LOOKING for tickets for the All-Ireland final can be a frustrating if not enraging business. When you’re just an ordinary enthusiast, trying to find a ticket can lead to much wailing and gnashing of teeth.
As you start your quest, all the old discouraging clichés are put before you. “Ah, they’re scarce as hen’s teeth,” or “Unless you’re well in with the club chairman you haven’t a hope.” Your annual quest brings you in touch with some less than admirable traits in the Irish character. A fellow says to you: “Is it a ticket you’re after? I might be able to do something.” “Oh God, I be very grateful.” “Leave it with me. I’ll do what I can.” You thank him effusively. Unfortunately, this is the very last you’ll hear from him. You try to contact him but there is no response to your messages.
Why do people make promises they can’t keep? Maybe they want to savour the moment of warmth, the sudden gush of gratitude, no matter how spuriously aroused. They are compulsive promisers. We should know better than to approach them.
Another equally enraging type surfaces after the All-Ireland.
“Ah, if only you had contacted me. I had a few to spare.” The trouble is that he can never be found or contacted before the All-Ireland. He only surfaces from the bowels of the earth two days after you watched the match from a noisy pub near Croke Park.
Everyone seems to have a story about getting a ticket by the most tortuous ways. Indeed the value of the ticket seems to increase with the difficulty of getting it.

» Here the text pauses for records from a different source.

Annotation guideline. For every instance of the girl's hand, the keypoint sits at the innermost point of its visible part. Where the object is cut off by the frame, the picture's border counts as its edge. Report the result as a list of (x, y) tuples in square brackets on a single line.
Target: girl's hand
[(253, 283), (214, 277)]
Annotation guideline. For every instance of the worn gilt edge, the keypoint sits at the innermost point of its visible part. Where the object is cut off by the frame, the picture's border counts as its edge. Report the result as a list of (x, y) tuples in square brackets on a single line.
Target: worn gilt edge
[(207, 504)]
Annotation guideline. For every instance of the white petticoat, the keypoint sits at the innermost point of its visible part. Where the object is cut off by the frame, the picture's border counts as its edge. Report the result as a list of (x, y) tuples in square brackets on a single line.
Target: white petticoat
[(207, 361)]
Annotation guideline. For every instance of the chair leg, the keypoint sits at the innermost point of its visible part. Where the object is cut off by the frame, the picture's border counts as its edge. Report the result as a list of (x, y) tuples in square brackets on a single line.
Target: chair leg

One tale I heard was when the ticket was entrusted with the guard of the train from Tralee. When he arrived at Heuston station in Dublin he gave it into the care of one of the barmen in the Aisling hotel nearby. When the anxious ticket-seeker called there on the Saturday night he was told it was the barman’s night off.
He had to go to the fellow's digs in Chapelizod. There the landlady told him the barman was down in the local pub. Our man went there and eventually found the barman and got the ticket. But he had to buy a round of drinks for a crowd of carousers and ended up singing Galway Bayat 3am. However, he took his seat in Croke Park for the All-Ireland.
The climax of all the drama of ticket-seeking can be seen on the Sunday afternoon of the All-Ireland outside Gill’s public house, at the corner of Jones’s Road and North Circular Road. It’s within sight and sound of the stadium. This is the rendezvous where promised tickets are handed over. Only those with tickets are allowed past the well-guarded barrier set up across the roadway.
There’s only an hour to go before the ball is thrown in and the tension is high. Every so often the surging roars of the crowd watching the minor game can be heard. A shuffling horde of people gyrate anxiously. Many are bellowing into their mobile phones, hand clapped to the ear to try to hear what the other person is saying.
People stand on tiptoe as their eyes swivel about, looking for the faces of their saviours. They get angry when some big dope, pint in hand, stands there blocking their line of vision.
The year before last I lingered to watch the great spectacle outside Gills. I found myself beside a middle-aged woman who was vibrating with jolly excitement. Then her mobile phone rang. It was bad news. Her face turned yellow with vindictiveness. For a while she was speechless and then I heard her say, “I’d love to put rat poison in his beer after him letting me down like this.”
Last Sunday week, armed with a ticket given me by a decent man in Portlaoise for the hurling final, I again savoured the manic atmosphere outside that pub. I met a middle-aged fellow I know from Crinkle, near Birr. He’d been waiting for an hour for his partner to turn up with the tickets. There was no sign of her and she wasn’t answering her phone. He was seething. “I’ll wring that big heifer’s neck when I catch aholt of her,” he growled.
Then, 20 metres away, he caught sight of the well-padded woman approaching. She was smiling and held aloft two tickets as she came towards him. His face underwent a dramatic change. A huge smile took over. He rushed towards her and clasped her in his arms, “Ah God, you’re the salt of the earth,” he said. “I knew you wouldn’t let me down.” And they went up the road to Croke Park arm and arm, with a spring in their step.
The search for All-Ireland tickets brings out the best and the worst in people.